In light of this, it is likely that your employees are going to require more support than ever before in maintaining, or regaining, their physical and mental health. This may mean augmenting your employee benefits packages with perks to help them cultivate a healthier work-life balance, such as discounted gym and spa memberships or opportunities to participate in corporate retreats a few times per year.
In addition, supporting your employees’ wellness may also mean that you must learn to be more flexible in your operating practices and business model. Employees may need more opportunities for paid time off. They may require a remote or hybrid work schedule, particularly if they are providing care for elderly parents or for children who are now learning from home.
Be Cautious With New Technologies
Innovation is the key to success in any business. Indeed, your company’s very survival can depend on your ability to meet the ever-changing demands of the market faster and better than your closest rivals.
That does not mean, however, that it is wise to leap blindly into every fad, to go all-in for every trend. The key is to be deliberate and informed. Do your homework and ensure that when you embrace new technology, a new business model, or a new market, you have the data to back it up.
For instance, blockchain is a new, popular, and promising financial technology that businesses can ignore only at their peril. Nevertheless, because it is a novel system, many critical questions remain unanswered. Technologists and financiers alike, for instance, still dispute precisely what this new digital currency is, how it should be defined, what function it serves, and what role it will play in the global economy of the future.

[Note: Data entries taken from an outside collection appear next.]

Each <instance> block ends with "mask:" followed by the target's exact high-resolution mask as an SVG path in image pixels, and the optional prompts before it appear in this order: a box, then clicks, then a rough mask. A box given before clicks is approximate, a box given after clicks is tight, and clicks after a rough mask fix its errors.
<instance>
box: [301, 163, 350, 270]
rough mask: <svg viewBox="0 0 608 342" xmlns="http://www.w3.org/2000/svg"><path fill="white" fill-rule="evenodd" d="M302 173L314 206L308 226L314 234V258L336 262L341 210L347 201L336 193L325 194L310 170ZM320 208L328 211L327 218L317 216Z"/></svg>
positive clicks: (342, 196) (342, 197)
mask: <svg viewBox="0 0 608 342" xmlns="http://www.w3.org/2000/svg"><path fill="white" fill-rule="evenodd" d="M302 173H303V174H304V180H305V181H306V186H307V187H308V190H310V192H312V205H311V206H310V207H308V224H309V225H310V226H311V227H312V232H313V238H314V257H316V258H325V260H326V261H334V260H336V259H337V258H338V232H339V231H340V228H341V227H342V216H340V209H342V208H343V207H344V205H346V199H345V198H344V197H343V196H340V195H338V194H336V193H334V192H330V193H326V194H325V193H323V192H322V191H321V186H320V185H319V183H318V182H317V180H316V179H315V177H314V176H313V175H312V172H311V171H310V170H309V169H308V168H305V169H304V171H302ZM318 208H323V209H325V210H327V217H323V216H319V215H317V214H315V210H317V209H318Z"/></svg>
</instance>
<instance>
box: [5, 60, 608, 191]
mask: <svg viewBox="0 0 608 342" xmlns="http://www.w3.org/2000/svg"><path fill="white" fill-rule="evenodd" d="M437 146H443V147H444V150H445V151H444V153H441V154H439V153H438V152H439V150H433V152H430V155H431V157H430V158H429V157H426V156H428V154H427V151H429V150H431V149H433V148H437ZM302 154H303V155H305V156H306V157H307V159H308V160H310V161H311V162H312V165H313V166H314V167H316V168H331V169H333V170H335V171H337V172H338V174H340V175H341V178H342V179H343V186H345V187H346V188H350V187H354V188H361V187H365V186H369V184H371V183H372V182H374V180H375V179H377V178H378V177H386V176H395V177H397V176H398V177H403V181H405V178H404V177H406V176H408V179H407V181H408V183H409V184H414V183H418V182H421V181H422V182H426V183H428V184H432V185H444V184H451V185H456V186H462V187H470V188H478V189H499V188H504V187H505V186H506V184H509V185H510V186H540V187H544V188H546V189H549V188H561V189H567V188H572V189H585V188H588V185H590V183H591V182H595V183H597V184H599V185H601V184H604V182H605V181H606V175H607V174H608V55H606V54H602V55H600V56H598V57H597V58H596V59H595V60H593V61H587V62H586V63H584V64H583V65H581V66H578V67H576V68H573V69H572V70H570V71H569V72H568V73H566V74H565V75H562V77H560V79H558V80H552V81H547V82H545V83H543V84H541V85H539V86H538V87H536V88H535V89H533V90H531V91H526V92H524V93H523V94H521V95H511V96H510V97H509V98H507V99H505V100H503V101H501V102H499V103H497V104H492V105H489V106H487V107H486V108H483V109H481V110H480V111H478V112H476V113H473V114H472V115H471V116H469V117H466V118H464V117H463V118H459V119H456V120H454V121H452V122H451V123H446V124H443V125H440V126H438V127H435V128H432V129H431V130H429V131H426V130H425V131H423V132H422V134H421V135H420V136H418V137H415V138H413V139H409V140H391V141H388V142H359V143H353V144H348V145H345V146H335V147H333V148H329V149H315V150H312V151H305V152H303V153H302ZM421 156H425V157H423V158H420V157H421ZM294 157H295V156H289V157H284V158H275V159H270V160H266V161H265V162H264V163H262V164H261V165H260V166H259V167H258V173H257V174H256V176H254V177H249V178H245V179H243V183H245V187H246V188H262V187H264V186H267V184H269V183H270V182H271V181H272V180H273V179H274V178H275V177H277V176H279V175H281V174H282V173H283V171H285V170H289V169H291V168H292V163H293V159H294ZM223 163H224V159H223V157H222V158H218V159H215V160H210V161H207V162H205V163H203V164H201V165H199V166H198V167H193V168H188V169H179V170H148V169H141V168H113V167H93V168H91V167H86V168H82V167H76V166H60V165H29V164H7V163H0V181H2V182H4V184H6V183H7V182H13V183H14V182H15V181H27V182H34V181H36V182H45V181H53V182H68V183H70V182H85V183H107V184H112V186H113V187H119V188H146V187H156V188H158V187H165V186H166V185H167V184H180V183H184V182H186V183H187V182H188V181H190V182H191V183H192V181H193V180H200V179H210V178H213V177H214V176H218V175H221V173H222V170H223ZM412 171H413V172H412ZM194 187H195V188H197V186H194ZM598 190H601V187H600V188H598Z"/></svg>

If implementing this system, you will need to be aware of new strategies like blockchain security and precautions of its unique challenges. Because such questions have yet to be resolved, it’s vital to engage cautiously, leveraging the promise and potential of blockchain while also seeking to mitigate its risks — many of which are still largely unknown.
In addition to ensuring the protection of your company’s digital systems through enhanced cybersecurity, business leaders seeking to capitalise on the potential of cryptocurrency while protecting their organisation from prospective harm would do well to diversify their financial portfolio. You can do so by investing in a wide array of assets or operating through both digital and fiat currencies.
The Takeaway
Protecting your business is a profound responsibility, one that ripples through the lives of untold numbers of others, many of whom you may never see or know. The good news, though, is that there are many ways to support the survival and success of your organisation across both the short and long term. This includes prioritising internal and cybersecurity, protecting your company’s intellectual property, supporting employees’ physical and mental health, and engaging in innovation with care and deliberation.